5 Types of AI Hallucinations (And How to Detect Them)

#ai #machinelearning #agents #discuss

The Many Faces of Hallucination

When developers hear "AI hallucination," they usually picture an LLM confidently making up a completely false fact, like claiming the moon is made of cheese. While this Factual Hallucination is a real problem, it's only one piece of a much larger puzzle.

In production AI agents, there are several other, more subtle types of hallucinations that can be just as damaging. If your evaluation framework only checks for factual errors, you're leaving your application vulnerable.

Here are the five key types of hallucinations you need to be detecting.

Type 1: Factual Hallucination

This is the classic definition. The agent states something as a fact that is verifiably false in the real world.

Example: "The first person to walk on Mars was Neil Armstrong."
Detection: Requires external knowledge validation, often through a search tool or a curated knowledge base.

Type 2: Contextual Hallucination (RAG Failure)

This is particularly dangerous in Retrieval-Augmented Generation (RAG) systems.
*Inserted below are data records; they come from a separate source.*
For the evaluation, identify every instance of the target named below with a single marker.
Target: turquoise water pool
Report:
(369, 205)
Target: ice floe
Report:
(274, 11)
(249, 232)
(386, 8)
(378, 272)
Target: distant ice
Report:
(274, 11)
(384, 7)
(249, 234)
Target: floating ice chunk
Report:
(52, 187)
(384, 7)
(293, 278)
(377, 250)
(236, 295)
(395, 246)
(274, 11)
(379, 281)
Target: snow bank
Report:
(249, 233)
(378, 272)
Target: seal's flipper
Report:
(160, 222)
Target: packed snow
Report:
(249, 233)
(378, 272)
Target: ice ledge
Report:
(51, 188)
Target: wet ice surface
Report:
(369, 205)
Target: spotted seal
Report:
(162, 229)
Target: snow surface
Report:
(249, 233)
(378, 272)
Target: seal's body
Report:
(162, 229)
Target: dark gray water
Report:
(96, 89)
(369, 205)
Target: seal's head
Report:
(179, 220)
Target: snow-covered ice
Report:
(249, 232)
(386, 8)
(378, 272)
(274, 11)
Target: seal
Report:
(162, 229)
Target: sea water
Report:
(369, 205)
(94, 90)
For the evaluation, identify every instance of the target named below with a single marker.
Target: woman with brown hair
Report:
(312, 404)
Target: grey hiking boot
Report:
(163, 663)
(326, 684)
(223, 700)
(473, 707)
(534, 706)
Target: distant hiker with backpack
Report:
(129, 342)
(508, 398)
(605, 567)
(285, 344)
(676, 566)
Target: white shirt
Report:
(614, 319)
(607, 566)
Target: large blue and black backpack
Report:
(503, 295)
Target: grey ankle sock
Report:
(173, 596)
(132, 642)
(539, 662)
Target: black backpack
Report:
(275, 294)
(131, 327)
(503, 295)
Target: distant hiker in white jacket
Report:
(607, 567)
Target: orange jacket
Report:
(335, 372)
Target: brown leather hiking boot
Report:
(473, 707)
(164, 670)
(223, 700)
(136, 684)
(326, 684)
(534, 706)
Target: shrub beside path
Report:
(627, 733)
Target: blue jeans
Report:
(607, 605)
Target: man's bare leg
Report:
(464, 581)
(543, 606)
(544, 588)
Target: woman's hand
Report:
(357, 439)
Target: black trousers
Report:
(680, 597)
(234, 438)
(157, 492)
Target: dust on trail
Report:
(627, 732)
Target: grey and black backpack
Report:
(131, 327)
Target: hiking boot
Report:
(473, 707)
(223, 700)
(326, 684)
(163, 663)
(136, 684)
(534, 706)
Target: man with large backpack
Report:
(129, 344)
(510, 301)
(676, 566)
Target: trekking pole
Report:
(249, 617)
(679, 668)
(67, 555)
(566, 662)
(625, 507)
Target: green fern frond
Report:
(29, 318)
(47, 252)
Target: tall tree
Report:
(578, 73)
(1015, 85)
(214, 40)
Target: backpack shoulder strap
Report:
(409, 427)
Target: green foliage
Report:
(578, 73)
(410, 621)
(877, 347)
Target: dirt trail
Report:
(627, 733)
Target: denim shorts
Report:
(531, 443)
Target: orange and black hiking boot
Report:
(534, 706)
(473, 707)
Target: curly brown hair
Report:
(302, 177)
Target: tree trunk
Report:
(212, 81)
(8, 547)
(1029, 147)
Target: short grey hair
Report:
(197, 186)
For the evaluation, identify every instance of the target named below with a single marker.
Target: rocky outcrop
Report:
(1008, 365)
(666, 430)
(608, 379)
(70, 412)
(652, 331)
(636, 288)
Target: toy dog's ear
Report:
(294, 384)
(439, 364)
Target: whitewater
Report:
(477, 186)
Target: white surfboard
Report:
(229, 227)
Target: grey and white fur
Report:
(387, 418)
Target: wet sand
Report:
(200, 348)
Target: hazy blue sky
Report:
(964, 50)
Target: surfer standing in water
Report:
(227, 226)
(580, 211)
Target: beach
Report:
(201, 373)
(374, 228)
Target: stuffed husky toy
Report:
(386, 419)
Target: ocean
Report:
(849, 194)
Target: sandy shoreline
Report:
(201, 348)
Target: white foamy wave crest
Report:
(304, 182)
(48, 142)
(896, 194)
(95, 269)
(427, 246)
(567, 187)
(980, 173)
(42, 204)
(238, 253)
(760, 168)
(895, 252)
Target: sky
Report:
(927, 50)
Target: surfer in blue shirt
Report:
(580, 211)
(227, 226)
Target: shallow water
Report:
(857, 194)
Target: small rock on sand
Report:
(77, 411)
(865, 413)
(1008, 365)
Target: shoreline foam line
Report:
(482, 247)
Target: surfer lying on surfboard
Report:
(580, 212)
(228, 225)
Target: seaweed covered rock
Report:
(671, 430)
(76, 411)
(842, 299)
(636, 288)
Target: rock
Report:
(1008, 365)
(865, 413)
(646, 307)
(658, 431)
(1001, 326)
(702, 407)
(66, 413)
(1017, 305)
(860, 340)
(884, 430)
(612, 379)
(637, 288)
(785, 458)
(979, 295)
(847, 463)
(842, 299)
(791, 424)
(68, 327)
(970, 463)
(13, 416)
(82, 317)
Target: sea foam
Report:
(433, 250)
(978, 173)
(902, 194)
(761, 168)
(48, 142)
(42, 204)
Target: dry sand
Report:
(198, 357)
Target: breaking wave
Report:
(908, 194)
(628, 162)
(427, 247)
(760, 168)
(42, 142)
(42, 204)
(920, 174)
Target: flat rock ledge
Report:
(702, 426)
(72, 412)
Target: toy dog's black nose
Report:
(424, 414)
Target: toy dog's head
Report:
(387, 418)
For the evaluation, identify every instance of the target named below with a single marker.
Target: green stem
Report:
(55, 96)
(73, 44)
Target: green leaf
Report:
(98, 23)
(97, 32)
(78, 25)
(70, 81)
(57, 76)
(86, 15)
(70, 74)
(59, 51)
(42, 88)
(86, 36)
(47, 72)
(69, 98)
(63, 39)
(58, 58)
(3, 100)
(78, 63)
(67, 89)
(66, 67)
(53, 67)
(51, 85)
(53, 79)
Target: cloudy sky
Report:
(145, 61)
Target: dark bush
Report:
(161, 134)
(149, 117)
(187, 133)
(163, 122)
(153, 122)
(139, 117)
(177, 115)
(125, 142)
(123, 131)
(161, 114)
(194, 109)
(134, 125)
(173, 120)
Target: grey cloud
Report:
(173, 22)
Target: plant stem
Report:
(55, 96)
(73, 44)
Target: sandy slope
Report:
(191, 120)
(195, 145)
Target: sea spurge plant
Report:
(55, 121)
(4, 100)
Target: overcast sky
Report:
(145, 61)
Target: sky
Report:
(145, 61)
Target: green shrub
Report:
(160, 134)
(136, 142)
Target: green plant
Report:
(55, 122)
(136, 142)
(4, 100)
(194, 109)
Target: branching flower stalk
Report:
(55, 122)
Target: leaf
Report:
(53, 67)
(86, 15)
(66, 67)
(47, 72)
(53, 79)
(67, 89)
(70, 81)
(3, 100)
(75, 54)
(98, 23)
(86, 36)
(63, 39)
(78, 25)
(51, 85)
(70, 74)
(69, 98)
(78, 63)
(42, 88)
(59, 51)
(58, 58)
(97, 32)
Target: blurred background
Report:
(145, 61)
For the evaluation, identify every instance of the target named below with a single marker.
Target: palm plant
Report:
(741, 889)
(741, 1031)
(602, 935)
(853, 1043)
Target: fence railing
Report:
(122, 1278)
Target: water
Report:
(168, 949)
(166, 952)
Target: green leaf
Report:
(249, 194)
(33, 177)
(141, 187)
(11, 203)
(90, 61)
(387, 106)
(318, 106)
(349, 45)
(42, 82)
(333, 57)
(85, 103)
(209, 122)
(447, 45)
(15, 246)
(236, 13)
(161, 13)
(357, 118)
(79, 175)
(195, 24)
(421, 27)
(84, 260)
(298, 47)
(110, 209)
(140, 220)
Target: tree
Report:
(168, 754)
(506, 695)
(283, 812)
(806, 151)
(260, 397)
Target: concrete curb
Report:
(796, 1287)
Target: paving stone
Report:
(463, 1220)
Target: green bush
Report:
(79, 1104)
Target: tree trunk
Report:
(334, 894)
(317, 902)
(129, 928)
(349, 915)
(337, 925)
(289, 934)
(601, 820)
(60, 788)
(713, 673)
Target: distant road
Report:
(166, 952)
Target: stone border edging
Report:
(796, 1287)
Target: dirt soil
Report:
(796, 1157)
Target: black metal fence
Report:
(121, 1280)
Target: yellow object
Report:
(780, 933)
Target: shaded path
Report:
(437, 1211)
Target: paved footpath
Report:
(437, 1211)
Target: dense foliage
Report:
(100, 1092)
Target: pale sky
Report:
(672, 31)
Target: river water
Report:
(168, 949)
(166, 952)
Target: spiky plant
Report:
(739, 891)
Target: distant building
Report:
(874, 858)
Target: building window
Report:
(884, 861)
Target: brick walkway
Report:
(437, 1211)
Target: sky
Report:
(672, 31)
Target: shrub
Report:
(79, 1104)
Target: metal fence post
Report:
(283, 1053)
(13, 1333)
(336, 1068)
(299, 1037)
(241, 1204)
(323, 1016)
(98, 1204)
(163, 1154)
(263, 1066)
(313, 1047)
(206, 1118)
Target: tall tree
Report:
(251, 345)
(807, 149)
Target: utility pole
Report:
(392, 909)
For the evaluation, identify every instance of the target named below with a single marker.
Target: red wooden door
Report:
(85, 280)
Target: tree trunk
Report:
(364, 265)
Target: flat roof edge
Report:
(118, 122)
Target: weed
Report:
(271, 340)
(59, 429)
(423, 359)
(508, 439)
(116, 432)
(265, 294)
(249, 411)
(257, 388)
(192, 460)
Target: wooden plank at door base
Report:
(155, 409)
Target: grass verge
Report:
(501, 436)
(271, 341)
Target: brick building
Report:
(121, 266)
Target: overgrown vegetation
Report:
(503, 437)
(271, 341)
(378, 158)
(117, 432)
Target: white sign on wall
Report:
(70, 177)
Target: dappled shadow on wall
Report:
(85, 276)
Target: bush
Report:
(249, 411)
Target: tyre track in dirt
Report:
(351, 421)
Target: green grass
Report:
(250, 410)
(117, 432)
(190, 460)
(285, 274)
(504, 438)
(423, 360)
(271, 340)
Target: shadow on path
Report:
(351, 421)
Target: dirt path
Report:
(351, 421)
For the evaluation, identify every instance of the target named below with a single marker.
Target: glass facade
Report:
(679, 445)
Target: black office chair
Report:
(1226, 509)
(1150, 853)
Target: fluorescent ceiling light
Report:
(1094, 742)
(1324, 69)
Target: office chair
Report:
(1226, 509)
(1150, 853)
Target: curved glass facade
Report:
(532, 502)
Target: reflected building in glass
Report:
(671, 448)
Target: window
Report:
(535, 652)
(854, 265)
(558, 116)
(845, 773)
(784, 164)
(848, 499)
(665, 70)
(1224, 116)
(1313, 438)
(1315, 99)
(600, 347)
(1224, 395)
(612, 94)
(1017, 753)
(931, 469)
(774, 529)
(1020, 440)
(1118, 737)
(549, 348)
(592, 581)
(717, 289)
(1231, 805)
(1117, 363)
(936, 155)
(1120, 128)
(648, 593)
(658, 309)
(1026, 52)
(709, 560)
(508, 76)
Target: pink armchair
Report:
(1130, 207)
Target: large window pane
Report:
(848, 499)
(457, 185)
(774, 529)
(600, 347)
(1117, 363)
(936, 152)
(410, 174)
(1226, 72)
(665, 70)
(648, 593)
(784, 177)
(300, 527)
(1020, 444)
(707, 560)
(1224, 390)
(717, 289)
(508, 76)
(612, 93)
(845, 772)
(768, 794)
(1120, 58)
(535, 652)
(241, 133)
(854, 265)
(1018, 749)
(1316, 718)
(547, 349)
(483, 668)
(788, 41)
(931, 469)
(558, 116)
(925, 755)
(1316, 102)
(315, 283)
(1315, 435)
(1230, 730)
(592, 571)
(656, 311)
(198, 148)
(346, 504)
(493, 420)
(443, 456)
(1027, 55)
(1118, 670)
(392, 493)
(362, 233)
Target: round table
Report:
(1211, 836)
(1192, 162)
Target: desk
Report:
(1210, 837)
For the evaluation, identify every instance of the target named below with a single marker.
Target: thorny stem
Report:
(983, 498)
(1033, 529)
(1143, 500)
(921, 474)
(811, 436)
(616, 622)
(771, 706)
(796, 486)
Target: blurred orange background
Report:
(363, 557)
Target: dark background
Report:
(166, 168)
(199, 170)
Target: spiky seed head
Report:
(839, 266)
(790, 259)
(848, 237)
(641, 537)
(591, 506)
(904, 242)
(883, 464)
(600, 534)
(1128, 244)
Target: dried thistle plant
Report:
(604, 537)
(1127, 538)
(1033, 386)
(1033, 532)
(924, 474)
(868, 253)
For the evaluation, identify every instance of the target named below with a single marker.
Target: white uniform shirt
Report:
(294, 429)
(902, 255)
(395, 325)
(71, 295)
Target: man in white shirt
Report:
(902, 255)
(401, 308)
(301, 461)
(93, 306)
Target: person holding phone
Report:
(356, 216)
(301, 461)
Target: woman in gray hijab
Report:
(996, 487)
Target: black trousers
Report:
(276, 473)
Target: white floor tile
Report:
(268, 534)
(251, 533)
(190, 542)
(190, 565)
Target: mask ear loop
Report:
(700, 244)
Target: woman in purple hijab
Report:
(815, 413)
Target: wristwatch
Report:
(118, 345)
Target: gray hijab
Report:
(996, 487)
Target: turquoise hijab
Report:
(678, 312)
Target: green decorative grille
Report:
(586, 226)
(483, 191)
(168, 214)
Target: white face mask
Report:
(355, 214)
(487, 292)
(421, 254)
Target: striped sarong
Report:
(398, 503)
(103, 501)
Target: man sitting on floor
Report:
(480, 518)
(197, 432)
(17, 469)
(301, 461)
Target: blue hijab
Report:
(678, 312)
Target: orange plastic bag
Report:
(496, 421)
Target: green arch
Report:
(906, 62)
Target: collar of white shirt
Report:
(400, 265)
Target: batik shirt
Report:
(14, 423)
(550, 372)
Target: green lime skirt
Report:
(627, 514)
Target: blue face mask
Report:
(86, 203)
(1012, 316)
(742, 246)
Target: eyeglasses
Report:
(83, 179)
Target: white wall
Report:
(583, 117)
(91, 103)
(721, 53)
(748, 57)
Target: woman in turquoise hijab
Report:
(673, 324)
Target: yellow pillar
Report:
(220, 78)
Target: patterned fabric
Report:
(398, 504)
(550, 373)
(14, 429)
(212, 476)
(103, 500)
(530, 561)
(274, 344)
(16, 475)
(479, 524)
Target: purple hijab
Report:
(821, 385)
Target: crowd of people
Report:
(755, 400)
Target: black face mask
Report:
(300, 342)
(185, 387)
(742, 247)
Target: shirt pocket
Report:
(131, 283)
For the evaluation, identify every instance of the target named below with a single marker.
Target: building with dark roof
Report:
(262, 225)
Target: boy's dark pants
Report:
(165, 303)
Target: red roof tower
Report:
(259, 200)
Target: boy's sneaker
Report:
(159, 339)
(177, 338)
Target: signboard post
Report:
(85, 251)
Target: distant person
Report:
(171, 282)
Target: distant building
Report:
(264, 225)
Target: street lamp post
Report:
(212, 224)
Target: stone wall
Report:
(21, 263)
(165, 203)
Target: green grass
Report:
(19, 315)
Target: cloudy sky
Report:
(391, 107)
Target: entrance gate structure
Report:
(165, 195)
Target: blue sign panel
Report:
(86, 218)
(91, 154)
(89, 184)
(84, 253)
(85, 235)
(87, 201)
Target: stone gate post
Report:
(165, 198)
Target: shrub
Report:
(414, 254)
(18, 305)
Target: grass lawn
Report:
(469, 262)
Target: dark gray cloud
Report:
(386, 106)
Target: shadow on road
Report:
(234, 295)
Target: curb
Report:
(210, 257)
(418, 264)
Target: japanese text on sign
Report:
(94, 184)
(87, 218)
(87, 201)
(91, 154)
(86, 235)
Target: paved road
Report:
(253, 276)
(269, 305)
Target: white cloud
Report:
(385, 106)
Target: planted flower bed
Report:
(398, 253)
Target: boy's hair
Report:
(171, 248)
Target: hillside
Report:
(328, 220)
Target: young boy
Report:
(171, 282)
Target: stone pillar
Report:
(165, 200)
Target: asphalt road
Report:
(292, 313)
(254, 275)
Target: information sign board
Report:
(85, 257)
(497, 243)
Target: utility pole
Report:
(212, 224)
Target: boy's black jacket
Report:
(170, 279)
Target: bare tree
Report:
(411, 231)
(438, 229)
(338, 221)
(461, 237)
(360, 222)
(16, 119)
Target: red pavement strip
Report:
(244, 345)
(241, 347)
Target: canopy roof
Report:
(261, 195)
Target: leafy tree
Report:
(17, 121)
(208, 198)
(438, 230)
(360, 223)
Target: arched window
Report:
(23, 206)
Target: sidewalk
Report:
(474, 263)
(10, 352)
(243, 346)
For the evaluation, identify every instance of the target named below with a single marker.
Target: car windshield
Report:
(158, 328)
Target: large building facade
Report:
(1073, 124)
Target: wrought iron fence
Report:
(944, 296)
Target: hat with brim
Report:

The agent is given a specific context (like a document or a database query result) and is instructed to answer based only on that context. A contextual hallucination occurs when the agent ignores the context and uses its general knowledge instead.

Example: A user asks, "According to the provided legal document, what is the termination clause?" The agent responds with a generic, boilerplate termination clause instead of the specific one from the document.
Detection: Requires comparing the agent's response directly against the provided context to ensure all claims are supported.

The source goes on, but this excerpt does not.